Systemic inflammation is increased in patients with asthma with neutrophilic airway inflammation and associated with worse clinical outcomes. Systemic inflammation may contribute to the pathophysiology of neutrophilic asthma.
系统性炎症在哮喘中的作用尚不清楚。本研究旨在比较稳定期哮喘患者(根据气道炎症表型分类)与健康对照者之间的系统性炎症。

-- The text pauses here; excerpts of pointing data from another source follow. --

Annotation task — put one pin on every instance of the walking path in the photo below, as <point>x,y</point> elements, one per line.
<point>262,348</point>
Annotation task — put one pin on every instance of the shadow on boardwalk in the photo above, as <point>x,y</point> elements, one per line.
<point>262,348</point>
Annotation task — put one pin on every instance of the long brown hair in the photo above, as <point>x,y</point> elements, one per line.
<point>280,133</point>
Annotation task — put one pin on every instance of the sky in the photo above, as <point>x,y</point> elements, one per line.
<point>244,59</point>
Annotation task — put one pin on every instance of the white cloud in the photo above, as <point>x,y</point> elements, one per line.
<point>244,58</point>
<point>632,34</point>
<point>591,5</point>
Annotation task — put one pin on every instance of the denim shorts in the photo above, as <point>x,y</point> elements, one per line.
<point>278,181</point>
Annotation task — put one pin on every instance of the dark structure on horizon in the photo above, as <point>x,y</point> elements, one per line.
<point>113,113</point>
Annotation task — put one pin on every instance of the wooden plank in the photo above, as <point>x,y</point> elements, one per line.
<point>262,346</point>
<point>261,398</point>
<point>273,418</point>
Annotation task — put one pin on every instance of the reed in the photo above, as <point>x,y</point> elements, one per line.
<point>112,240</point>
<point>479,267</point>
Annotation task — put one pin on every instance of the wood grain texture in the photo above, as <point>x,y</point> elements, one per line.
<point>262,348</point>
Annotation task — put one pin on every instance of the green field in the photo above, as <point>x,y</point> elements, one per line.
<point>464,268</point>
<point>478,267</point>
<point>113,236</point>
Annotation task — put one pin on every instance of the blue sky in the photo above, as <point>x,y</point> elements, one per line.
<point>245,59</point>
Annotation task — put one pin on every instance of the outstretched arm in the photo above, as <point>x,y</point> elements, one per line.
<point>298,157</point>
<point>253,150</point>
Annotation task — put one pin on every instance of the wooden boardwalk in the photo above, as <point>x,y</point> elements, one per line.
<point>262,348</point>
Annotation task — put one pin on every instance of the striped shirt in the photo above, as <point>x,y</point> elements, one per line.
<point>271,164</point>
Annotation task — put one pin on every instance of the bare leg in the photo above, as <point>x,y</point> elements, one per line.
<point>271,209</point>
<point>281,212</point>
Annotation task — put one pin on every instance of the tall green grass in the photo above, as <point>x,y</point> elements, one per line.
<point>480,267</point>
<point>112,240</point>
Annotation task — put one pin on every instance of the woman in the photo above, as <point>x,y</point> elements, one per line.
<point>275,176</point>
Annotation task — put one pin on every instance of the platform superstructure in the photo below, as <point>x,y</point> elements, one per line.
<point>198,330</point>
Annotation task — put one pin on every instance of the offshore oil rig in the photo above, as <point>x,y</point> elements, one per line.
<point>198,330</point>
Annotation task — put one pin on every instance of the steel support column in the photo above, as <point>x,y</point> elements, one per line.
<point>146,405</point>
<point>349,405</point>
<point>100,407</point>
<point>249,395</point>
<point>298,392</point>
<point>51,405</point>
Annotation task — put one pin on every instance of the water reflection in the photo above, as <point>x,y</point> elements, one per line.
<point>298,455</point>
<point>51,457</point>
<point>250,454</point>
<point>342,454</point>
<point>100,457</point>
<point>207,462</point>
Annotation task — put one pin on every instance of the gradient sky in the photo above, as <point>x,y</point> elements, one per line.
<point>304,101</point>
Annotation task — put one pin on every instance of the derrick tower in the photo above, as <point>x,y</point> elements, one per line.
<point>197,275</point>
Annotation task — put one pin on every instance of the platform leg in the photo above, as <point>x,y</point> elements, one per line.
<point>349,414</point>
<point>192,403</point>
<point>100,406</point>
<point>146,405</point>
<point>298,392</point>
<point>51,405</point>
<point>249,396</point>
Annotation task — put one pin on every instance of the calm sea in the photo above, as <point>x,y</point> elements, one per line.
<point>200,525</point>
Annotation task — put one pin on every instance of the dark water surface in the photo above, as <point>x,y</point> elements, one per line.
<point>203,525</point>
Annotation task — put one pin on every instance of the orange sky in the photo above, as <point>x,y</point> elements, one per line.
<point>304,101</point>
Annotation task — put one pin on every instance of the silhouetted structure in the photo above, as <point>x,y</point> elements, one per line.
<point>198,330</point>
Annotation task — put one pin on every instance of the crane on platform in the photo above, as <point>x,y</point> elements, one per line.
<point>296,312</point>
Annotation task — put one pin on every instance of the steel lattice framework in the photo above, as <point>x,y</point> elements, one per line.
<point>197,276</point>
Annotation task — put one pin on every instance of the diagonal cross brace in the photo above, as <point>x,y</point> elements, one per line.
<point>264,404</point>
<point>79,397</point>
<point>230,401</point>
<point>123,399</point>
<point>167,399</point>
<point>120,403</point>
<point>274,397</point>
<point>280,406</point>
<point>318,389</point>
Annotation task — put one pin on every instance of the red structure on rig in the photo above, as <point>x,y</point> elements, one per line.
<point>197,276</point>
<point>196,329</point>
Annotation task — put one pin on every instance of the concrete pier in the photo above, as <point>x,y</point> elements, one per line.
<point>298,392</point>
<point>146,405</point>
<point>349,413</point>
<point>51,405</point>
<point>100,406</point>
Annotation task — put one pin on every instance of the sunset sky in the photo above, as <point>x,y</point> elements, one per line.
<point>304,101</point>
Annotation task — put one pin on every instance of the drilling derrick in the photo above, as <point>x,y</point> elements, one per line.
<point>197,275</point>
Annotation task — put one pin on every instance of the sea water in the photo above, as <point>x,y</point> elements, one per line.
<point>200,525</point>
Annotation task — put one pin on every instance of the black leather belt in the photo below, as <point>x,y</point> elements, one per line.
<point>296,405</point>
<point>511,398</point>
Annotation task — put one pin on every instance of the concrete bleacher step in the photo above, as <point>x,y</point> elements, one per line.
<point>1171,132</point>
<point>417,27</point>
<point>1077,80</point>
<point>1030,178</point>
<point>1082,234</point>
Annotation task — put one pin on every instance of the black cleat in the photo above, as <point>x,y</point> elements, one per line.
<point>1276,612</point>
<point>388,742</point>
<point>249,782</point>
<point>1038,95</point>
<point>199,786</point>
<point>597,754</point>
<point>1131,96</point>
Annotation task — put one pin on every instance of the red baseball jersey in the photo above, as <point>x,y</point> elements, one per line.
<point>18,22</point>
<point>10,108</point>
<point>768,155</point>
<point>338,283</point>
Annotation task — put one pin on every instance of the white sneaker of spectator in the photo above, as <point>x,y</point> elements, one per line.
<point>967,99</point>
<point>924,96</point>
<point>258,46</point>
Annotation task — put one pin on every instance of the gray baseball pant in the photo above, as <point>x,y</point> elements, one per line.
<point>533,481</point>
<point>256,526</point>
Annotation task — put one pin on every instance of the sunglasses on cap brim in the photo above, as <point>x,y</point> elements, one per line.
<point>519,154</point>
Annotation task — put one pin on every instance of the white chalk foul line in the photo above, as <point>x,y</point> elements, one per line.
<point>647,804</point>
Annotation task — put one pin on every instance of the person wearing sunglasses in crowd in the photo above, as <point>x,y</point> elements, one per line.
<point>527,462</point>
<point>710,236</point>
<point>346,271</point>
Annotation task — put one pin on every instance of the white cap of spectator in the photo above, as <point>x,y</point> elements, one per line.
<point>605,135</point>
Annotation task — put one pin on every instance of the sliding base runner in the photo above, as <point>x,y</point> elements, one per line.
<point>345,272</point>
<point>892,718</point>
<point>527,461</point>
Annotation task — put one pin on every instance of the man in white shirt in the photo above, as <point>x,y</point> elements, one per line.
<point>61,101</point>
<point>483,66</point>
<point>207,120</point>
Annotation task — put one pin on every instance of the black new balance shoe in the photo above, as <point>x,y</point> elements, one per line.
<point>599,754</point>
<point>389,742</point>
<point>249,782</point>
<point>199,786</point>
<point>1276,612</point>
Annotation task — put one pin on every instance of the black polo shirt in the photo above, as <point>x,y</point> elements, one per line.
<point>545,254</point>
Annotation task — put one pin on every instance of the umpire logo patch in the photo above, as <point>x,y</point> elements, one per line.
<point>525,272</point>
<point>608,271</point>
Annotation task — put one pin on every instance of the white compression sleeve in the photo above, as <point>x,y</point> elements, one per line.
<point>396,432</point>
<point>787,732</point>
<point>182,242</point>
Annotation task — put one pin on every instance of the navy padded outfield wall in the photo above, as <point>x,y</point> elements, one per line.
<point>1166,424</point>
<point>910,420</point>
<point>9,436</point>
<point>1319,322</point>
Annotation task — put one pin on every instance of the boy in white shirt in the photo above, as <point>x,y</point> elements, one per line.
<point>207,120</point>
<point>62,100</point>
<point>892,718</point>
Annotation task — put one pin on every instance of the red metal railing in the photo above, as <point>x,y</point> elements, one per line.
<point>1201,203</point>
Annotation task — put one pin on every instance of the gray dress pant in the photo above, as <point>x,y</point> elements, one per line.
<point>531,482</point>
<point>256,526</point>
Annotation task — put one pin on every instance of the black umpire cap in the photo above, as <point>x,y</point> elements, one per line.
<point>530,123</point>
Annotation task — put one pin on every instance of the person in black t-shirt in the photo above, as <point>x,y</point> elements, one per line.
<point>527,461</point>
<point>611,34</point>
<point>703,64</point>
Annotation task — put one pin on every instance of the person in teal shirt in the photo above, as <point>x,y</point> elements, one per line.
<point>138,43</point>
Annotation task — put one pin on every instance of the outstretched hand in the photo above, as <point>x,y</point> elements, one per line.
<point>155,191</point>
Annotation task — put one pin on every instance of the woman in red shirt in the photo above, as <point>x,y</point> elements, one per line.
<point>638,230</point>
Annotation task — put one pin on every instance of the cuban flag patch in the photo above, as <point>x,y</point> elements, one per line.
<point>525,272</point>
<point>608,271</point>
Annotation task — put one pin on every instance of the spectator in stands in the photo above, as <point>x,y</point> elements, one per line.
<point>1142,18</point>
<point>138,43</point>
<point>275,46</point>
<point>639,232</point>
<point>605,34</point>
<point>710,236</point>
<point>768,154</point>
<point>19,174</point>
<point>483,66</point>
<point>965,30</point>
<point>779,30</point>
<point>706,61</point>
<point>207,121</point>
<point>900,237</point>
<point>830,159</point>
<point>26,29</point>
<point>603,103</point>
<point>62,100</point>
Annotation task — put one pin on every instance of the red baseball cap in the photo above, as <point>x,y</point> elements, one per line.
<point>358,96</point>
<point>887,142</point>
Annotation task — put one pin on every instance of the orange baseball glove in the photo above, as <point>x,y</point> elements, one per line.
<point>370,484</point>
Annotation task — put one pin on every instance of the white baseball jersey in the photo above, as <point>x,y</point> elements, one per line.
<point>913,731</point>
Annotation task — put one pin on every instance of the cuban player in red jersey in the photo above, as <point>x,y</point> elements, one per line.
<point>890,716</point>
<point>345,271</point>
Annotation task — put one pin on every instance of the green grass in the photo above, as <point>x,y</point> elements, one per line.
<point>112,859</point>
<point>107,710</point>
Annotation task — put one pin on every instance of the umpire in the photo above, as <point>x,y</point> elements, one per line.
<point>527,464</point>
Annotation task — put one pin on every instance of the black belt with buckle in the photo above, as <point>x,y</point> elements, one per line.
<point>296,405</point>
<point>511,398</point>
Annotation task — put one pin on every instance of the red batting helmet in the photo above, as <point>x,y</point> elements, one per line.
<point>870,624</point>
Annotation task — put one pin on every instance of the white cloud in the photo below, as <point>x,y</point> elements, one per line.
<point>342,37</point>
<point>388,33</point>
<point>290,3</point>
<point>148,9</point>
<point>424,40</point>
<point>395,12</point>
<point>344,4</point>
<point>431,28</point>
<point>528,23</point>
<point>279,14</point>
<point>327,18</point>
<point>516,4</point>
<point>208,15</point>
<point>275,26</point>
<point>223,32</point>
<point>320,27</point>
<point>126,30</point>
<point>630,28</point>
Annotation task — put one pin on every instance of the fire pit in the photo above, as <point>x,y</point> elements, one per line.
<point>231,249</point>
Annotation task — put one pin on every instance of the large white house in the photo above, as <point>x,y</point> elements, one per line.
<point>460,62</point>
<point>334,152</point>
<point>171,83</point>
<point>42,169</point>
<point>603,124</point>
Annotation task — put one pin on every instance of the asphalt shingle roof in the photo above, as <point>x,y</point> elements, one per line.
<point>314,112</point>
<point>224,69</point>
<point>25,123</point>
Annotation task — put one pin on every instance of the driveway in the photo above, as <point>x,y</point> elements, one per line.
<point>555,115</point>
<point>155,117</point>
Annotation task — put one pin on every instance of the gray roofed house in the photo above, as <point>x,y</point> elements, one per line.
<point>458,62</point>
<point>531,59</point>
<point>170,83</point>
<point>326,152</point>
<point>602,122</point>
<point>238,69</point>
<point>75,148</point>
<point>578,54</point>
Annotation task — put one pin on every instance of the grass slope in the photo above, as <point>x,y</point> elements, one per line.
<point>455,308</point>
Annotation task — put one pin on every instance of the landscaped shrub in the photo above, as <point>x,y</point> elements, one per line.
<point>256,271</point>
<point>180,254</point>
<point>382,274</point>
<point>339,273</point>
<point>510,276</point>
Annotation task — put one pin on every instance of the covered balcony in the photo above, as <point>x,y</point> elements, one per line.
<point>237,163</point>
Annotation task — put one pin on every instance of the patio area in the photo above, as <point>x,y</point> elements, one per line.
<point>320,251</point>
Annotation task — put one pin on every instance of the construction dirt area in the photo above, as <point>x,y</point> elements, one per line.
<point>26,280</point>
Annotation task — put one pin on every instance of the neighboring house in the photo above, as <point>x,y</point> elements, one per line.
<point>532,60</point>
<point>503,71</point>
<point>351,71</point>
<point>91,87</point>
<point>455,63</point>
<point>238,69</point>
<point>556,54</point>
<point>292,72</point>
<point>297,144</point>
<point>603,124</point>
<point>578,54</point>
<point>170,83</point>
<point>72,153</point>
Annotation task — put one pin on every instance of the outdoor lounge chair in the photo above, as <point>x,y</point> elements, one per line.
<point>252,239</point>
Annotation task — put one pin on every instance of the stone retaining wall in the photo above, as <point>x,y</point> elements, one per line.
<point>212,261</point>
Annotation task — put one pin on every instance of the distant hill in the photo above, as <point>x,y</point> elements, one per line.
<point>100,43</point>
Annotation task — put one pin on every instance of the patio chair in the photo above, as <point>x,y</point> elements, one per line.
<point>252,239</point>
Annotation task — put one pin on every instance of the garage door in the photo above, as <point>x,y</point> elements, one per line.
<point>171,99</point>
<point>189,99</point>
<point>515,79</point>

对 152 例稳定期哮喘患者和 83 例健康对照者进行高渗盐水激发和诱导痰检查。对选定的痰标本进行白细胞分类计数。采用酶联免疫吸附试验测定血浆高敏 C 反应蛋白(CRP)、IL-6 和肿瘤坏死因子-α水平,以及痰 IL-8 和中性粒细胞弹性蛋白酶水平。采用实时聚合酶链反应测定痰 IL-8 受体 α(IL-8RA)和 IL-8 受体 β(IL-8RB)信使 RNA 表达。
将哮喘患者分为非中性粒细胞性哮喘或中性粒细胞性哮喘。与哮喘(非中性粒细胞性)和健康对照组相比,哮喘(中性粒细胞性)组患者存在全身性炎症增加,其 CRP 中位数(四分位距)水平分别为 5.0(1.6-9.2)、1.8(0.9-5.3)和 1.8(0.8-4.1)mg/L(P=.011),IL-6 水平分别为 2.1(1.5-3.1)、1.4(1.0-2.1)和 1.1(0.8-1.5)pg/mL(P<0.001),且 CRP 和 IL-6 水平升高的患者比例在哮喘(中性粒细胞性)组中也更高。哮喘(中性粒细胞性)组痰中 IL-8 和中性粒细胞弹性蛋白酶蛋白以及 IL-8RA 和 IL-8RB 基因表达均显著增加。在哮喘患者的多元回归分析中,性别、BMI、他汀类药物使用和痰中性粒细胞百分比是 log(10)CRP 的显著预测因子。性别、BMI 和 FEV(1)占比是 log(10)IL-6 的显著预测因子。
伴有气道中性粒细胞炎症的哮喘患者存在全身性炎症增加,且与更差的临床结局相关。全身性炎症可能是中性粒细胞性哮喘发病机制的一个因素。